El “mix” K. Pero en la práctica, Kirchner jamás dejó de lado el pragmatismo típicamente peronista. Pese a las embestidas diarias contra los factores de poder históricos de la Argentina, se abrazó cada vez más al cacicazgo de Moyano al punto de dejarle el terreno preparado para que asuma la conducción del peronismo bonaerense. La movida mostró un punto de debilidad en el hacer kirchnerista. Poco a poco, el jefe de la CGT comenzó a convertirse en una piedra que complicaba el andar de Kirchner y erosionaba la relación con los intendentes del conurbano. En ese tramo lo encontró la muerte.
El dilema de Cristina (o al menos el más trascendente) es resolver lo que para afuera es una encrucijada. ¿Cómo recuperar a los sectores de clase media que no se sintieron (ni se sentirán) representados por la fórmula nac & pop ni por los trazos gruesos del líder camionero?
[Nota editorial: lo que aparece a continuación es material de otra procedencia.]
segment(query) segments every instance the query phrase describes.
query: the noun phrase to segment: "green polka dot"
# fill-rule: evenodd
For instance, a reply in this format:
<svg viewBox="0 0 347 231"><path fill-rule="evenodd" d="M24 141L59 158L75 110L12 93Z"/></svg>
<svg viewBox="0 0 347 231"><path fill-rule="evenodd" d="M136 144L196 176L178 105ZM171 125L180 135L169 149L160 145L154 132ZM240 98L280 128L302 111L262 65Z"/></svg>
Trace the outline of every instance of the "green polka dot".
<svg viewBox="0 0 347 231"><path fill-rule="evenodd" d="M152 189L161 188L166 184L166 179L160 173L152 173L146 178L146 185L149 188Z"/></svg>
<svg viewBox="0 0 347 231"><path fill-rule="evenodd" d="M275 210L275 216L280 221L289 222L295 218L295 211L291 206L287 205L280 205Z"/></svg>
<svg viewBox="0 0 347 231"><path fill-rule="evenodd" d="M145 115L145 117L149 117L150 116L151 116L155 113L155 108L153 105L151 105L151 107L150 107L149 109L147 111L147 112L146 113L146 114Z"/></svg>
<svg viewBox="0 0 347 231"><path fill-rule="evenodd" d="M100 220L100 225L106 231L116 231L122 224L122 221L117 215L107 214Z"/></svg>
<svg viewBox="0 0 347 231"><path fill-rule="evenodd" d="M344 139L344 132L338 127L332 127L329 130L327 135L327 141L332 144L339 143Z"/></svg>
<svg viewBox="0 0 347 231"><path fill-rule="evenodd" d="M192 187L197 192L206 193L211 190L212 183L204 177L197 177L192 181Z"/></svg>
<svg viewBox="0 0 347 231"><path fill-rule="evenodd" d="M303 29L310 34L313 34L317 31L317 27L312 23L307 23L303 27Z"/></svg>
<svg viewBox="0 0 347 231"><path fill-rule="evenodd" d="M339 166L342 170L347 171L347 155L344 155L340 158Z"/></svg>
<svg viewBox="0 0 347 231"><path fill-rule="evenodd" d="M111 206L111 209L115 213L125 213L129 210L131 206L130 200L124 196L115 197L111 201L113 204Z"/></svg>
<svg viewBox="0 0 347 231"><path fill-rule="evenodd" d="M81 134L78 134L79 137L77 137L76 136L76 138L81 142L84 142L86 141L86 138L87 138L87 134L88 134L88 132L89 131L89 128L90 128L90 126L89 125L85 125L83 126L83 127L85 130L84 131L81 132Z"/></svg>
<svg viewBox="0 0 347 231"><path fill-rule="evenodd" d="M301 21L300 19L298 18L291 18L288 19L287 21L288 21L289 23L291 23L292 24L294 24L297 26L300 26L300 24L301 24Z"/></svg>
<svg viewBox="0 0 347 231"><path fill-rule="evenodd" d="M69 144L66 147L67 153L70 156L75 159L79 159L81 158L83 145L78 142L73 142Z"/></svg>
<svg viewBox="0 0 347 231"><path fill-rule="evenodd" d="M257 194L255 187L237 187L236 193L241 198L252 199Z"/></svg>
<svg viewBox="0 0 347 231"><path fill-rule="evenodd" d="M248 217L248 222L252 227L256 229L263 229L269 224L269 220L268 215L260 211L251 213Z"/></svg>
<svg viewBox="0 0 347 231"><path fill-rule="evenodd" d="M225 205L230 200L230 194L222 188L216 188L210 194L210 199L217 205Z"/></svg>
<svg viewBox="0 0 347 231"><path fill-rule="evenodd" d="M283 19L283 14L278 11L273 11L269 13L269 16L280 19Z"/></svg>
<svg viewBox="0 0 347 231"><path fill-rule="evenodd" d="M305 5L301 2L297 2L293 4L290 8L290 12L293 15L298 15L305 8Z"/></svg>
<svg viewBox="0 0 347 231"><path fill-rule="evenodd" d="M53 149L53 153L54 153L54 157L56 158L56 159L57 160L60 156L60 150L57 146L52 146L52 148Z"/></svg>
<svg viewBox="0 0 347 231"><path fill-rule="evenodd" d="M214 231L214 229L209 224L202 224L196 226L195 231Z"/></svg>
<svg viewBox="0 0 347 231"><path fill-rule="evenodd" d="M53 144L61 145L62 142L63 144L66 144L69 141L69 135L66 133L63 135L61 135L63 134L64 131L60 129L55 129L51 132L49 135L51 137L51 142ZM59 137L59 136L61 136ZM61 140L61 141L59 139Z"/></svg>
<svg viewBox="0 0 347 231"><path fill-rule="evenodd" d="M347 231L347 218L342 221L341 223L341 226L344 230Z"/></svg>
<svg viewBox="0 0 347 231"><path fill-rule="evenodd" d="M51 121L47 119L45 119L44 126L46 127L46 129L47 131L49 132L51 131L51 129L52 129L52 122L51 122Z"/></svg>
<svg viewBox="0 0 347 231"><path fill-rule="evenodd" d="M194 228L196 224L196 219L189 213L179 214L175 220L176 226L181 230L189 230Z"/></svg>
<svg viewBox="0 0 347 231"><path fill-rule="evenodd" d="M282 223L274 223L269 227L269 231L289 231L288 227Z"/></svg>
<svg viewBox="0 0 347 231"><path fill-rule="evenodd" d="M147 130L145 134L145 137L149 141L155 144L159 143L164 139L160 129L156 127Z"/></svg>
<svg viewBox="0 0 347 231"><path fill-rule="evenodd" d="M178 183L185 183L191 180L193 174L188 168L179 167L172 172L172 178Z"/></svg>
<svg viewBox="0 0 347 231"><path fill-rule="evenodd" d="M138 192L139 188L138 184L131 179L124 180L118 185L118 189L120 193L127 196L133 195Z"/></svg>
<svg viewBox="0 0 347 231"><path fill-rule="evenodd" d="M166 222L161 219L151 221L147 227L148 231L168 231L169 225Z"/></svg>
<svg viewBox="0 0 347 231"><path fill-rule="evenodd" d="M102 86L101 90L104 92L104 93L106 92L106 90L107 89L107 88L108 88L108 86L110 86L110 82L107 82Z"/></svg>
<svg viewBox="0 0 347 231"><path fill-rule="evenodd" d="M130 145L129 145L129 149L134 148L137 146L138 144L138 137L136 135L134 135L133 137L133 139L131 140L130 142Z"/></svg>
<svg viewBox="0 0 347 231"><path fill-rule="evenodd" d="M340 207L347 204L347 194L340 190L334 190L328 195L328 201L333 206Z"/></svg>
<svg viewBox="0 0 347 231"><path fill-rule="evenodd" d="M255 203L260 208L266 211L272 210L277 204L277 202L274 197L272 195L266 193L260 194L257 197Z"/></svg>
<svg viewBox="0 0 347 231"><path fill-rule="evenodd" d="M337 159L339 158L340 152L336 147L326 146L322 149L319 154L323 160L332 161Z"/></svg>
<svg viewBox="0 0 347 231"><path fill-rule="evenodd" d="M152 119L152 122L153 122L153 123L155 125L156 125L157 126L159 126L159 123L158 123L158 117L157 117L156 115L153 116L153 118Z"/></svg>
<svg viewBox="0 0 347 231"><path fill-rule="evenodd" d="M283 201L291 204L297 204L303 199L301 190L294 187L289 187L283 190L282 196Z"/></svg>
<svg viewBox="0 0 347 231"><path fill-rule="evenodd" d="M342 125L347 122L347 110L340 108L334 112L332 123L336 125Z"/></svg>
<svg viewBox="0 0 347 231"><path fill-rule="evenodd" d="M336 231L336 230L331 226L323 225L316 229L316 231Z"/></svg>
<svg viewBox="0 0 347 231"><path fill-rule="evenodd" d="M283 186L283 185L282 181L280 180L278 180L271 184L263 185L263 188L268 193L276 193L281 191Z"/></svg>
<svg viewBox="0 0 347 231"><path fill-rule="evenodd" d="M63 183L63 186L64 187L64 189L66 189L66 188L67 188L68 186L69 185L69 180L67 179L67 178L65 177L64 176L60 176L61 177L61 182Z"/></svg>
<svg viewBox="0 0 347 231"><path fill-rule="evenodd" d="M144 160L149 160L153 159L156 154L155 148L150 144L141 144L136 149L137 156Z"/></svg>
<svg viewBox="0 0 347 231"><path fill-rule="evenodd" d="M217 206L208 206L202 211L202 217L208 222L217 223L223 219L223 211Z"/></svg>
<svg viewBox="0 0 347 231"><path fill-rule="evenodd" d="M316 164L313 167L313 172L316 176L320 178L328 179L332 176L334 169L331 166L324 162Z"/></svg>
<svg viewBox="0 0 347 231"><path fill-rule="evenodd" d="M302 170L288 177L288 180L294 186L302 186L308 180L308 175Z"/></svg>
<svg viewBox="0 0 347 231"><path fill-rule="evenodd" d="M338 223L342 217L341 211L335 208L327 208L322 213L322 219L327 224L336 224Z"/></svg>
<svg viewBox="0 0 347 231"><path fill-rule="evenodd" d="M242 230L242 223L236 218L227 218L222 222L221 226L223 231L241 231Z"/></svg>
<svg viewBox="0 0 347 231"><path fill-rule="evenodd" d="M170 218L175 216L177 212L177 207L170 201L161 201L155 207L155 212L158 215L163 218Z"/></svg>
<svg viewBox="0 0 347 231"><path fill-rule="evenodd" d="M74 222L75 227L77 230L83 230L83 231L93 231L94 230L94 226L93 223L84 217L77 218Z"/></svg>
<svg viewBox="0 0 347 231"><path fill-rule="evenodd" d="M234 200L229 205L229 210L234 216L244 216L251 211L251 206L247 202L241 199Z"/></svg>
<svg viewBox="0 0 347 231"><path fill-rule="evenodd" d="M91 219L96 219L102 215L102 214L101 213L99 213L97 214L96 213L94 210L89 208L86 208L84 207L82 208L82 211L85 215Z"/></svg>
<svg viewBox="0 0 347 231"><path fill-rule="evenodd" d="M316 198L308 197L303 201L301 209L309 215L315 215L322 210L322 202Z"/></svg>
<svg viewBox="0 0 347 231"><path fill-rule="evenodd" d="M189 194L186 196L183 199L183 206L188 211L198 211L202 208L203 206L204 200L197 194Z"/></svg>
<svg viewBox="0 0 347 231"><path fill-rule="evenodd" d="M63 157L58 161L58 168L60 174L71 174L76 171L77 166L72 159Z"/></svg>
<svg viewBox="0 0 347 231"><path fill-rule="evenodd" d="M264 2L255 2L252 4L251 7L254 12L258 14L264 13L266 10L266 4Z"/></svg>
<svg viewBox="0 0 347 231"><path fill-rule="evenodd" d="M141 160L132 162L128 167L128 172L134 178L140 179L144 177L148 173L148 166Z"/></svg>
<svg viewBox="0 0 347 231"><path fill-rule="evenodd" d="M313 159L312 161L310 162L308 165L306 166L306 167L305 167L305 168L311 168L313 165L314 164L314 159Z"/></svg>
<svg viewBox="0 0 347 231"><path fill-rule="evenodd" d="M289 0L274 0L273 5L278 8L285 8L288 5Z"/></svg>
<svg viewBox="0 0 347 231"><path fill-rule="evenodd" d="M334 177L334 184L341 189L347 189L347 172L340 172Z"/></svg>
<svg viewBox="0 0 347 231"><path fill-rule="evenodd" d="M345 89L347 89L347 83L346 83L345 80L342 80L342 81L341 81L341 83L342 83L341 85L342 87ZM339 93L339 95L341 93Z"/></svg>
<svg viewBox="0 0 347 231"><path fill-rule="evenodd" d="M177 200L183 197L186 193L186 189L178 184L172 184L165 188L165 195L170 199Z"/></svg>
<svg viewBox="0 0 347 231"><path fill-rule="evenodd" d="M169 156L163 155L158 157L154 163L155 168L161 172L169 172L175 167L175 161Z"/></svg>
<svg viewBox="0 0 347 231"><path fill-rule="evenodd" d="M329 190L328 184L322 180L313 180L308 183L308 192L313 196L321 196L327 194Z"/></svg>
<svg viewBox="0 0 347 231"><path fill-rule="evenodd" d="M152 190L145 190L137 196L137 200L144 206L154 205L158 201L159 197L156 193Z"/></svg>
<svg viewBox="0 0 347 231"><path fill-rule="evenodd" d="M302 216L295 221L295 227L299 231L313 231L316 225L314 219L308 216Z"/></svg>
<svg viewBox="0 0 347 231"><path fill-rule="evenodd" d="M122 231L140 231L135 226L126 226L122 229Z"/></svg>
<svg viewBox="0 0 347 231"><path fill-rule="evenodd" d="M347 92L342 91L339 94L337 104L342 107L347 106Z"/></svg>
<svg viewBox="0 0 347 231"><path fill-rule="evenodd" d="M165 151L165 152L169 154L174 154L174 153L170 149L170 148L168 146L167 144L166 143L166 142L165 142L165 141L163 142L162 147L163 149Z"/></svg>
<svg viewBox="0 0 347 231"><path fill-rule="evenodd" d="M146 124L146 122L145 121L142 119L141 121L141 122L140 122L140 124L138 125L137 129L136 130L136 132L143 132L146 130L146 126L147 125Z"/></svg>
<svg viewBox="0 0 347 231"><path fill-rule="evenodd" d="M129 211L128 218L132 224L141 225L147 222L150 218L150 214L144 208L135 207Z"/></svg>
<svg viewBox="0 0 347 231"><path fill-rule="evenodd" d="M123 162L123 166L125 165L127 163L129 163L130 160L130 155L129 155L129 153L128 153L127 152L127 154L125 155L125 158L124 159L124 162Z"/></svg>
Tras el luto formal (la elaboración del duelo es otra cosa) todos estarán mirando a la presidenta. Las oleadas de hipocresía y el rictus ceremonioso se mantendrá hasta que la real necesidad del calendario electoral muestre sus dientes: la política —guste o no— es insoportablemente cruel.
Al margen de las apostillas, las anécdotas y las florituras de ocasión, conviene reflexionar sobre el estado ruinoso de la calidad institucional del país: ningún ex presidente dio el presente en el sepelio y tampoco se vio a ningún líder opositor cerca de la presidenta. Sea de quien fuere la decisión y las motivaciones, esas ausencias enmarcan a una Argentina oxidada e intolerante.
Parece de cumplimiento imposible el oxímoron que pronostica una Argentina condenada al éxito, al menos en lo que refiere a su calidad institucional.